Conjugated linoleic acid is a popular supplement because some studies have shown that it may be able to regulate obesity. Animal models have shown conjugated linoleic acid to be effective at decreasing body weight of obese animals, perhaps by regulation of the PPARγ2 transcription factor, although human trials have not been as consistent in their findings. Interestingly, linoleic acid appears to have similar effects on cell biology as conjugated linoleic acid. Linoleic acid is a polyunsaturated fatty acid of the omega 6 series (n-6), but its double bonds are not conjugated (here). Like CLA, linoleic acid can target the PPARγ2 gene and thus regulate adipocyte cell differentiation. This is accomplished by conversion of dietary linoleic acid to arachidonic acid, which is in turn converted to the series 2 eicosanoids (PGE2, PGD2, PGF2α and PGI2) (figure 1).

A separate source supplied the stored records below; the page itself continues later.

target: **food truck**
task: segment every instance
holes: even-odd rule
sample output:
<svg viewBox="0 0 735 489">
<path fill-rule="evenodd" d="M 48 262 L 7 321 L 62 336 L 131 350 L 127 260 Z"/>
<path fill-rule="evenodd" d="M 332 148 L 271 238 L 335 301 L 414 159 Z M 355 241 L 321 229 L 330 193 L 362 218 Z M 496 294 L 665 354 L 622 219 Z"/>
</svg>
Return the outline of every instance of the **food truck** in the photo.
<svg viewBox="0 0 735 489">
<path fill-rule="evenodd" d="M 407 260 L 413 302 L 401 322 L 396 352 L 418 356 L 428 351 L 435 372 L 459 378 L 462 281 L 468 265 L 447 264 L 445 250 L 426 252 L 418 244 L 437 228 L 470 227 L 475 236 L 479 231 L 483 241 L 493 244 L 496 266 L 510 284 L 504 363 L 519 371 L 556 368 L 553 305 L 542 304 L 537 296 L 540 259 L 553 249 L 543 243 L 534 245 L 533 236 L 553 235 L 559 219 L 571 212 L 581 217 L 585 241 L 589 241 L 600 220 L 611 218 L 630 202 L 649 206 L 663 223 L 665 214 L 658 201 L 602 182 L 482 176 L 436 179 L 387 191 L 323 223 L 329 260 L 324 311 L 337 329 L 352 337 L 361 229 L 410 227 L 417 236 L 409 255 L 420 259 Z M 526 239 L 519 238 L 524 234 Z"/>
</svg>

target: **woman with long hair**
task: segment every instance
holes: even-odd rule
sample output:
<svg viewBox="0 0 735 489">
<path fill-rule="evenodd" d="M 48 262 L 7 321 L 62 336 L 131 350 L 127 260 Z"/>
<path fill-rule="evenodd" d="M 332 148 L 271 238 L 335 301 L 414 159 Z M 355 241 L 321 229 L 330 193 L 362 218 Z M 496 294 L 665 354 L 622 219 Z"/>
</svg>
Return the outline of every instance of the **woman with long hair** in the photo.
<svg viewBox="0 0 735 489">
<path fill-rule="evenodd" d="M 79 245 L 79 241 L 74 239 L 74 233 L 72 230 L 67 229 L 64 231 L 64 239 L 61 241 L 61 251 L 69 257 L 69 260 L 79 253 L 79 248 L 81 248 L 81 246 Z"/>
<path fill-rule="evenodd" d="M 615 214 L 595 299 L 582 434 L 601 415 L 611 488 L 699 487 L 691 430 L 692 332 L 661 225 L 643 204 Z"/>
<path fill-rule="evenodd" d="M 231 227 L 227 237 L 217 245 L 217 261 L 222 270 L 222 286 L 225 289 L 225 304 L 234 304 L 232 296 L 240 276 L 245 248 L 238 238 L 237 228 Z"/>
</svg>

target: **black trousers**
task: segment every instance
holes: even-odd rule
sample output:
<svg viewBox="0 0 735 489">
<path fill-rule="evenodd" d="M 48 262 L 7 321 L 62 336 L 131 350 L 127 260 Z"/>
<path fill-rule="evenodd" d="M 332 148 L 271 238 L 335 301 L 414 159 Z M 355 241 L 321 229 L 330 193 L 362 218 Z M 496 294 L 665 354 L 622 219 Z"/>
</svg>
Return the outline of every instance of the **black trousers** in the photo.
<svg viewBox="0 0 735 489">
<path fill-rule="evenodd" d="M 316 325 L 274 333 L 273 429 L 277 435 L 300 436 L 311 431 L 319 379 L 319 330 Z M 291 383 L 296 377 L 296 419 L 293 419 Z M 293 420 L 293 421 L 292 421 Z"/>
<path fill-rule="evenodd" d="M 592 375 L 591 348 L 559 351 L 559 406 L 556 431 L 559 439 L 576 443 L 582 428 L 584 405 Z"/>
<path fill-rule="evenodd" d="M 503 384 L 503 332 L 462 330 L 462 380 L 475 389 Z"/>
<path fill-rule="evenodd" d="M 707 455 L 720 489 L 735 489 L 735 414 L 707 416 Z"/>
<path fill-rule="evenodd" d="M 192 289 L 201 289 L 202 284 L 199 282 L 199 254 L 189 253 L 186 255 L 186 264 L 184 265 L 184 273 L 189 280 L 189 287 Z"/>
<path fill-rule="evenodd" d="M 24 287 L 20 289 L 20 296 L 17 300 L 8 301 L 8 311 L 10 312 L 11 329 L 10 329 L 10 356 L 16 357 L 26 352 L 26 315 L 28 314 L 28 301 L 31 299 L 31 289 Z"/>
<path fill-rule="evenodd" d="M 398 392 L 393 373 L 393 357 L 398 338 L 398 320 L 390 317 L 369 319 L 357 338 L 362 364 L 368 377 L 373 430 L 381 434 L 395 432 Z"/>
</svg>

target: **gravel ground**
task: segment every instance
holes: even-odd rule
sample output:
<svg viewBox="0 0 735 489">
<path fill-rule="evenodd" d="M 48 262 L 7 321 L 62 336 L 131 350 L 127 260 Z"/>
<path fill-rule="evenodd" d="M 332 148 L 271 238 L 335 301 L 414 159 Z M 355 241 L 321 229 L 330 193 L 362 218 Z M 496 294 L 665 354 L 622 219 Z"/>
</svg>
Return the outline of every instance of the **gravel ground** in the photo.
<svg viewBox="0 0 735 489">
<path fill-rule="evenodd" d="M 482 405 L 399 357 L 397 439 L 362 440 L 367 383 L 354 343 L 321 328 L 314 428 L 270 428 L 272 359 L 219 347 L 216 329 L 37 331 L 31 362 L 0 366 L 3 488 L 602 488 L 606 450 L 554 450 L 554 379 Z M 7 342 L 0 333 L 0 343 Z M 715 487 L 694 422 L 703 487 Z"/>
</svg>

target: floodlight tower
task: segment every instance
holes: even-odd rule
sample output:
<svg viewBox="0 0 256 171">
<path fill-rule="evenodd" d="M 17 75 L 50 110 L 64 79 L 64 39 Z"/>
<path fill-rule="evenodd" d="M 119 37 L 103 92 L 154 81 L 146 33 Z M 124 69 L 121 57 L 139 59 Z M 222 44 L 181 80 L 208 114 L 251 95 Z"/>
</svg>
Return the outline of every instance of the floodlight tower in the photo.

Figure 1. Possible intracellular regulation of adipocytes by arachidonic acid1. MAPK, mitogen-activated protein kinase. CaMK, calcium/calmodulin-dependent protein kinase
Prostaglandins appears to play a role in the regulation of adipocyte differentiation because prostaglandin F2α is able to interact with a cell surface prostanoid receptor. When activated, the prostanoid receptor increases intracellular calcium levels with a subsequent increase in the calcium/calmodulin-dependent protein kinase (CaMK) secondary messenger system. The result is an increase in DNA synthesis and a decrease adipocyte gene expression. Alternatively, PGF2α can cause inhibitory phosphorylation of the PPARγ2 transcription factor (via the mitogen-activated protein kinase; MAPK), which prevents the turning on of the adipocyte differentiation programme. Linoleic acid therefore appears to regulate the differentiation of adipocytes by both of these intracellular pathways, with the result that differentiation of pre-adipocytes to mature adipocytes is prevented. Non-essential conjugated linoleic acid may therefore have similar intracellular effect to dietary essential linoleic acid.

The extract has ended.